Aujourd’hui l’air était frais et le soleil vif. J’ai pris la brosse et le grattoir, mais au moment de me mettre au travail, je me suis ravisé, je n’avais aucune envie d’effacer ce qui s’imprimait sur les lattes. Je suis allé chercher une chaise que j’ai posée à côté du banc. J’attendrai que le temps lui-même efface son œuvre avant de me rasseoir sur le banc.
Dodine et fièvre de cheval
(Argelès-sur-Mer, Pyrénées Orientales, 1ier juin 2017, 17h 15)
Scotché avec une forte fièvre. Tout juste capable de rêver d’une chaise à bascule, on dit une dodine à Haïti, une berçante au Québec, sur la terrasse de bois d’un mobile home. Je me balance un chapeau de paille aux bords recourbés rabattu sur les yeux, on entend les grillons et le frottement régulier des pieds de la dodine sur le plancher de bois, une goutte de sueur coule le long de ma tempe. Ah oui, j’allais oublier la mouche qui tourne autour de mon visage accablé.
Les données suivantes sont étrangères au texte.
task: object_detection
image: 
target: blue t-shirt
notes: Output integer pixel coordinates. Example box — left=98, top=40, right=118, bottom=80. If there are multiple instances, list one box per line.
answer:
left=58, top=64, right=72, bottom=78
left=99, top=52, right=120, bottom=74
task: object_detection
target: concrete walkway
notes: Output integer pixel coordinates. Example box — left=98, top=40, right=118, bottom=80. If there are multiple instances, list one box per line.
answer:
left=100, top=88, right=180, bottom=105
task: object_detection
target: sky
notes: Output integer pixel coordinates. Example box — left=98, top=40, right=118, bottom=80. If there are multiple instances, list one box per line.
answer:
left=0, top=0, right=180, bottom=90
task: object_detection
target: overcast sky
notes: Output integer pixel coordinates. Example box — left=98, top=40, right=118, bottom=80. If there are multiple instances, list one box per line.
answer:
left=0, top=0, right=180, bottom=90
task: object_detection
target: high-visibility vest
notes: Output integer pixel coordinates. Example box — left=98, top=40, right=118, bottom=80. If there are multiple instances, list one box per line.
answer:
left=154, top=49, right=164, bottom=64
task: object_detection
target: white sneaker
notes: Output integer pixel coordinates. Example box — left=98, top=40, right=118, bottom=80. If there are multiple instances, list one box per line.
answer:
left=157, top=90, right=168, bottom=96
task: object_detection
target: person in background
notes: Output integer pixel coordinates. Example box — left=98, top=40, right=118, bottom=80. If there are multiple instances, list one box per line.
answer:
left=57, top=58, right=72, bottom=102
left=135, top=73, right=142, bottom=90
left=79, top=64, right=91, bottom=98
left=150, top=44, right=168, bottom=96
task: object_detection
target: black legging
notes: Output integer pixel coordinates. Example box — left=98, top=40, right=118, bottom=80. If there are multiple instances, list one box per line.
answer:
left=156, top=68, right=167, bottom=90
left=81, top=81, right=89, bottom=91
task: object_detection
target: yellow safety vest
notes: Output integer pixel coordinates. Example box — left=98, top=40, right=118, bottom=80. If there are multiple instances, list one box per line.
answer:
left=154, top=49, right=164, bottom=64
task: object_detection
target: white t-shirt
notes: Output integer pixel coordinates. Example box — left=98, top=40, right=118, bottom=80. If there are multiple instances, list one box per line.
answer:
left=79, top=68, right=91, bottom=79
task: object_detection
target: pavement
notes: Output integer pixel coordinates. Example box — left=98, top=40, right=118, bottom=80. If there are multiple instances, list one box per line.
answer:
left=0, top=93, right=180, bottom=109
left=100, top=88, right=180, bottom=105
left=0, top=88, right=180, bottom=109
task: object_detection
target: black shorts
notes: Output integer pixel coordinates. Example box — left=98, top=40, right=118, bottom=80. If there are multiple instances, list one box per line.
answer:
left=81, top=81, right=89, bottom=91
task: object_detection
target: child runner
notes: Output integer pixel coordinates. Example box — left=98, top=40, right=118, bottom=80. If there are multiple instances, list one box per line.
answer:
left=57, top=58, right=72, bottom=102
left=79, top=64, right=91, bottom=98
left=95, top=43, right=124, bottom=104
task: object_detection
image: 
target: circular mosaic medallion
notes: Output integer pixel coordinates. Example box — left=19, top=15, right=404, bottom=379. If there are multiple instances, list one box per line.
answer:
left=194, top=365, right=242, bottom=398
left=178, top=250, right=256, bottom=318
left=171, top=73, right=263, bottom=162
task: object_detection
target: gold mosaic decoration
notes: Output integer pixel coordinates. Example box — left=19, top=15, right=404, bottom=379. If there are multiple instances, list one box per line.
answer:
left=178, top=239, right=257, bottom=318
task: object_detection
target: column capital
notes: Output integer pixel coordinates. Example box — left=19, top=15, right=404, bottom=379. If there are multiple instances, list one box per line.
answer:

Pourquoi dit on « une fièvre de cheval ». Je bouge au ralenti mais je peux encore pianoter sur mon ordinateur : L’expression pourrait être liée à Daniel Gabriel Fahrenheit, le physicien allemand à l’origine de l’unité de mesure de température qui porte son nom. Il a établi la température de référence la plus basse en prenant en compte la température la plus froide qu’il ait recensée l’hiver à Dantzig (0° F), tandis que la température la plus haute est étalonnée sur la température du sang de cheval (96° F).*
*Source: Geo
Voisinage
(Paris, 14 ième, 14h 15)
Voisinage inattendu boulevard Edgar Quinet, un club libertin et une entreprise de pompes funèbres. Ce pourrait-être le même gérant, un croque-mort qui s’encanaille pour ne pas déprimer. J’imagine des hommes en noir aux mines affligées errant d’un couple à l’autre sous les lumières tamisées. Ce pourrait être l’entente secrète de deux hommes d’affaires peu scrupuleux proposant clandestinement à prix prohibitif quelques pratiques nécrophiles. Où encore monsieur s’occupe des morts et madame des coquins et coquines, ainsi survit et s’équilibre leur couple.
Sans doute rien de tout ça, si ce n’est que ces deux pas de porte côte à côte m’ont rendu la mort joyeuse.
Casta Diva
(Hendaye, 9 mars,17h 15)
Il ne se passe rien.
La mer est à peine froissée par le vent d’autan.
Les surfers immobiles sont les pièces d’un échiquier abandonné en cours de partie par les joueurs.
Les nuages sont les pièces d’un mobile suspendu au dessus du berceau d’un nouveau né.
Sur la promenade les promeneurs regardent en silence le rien ou si peu.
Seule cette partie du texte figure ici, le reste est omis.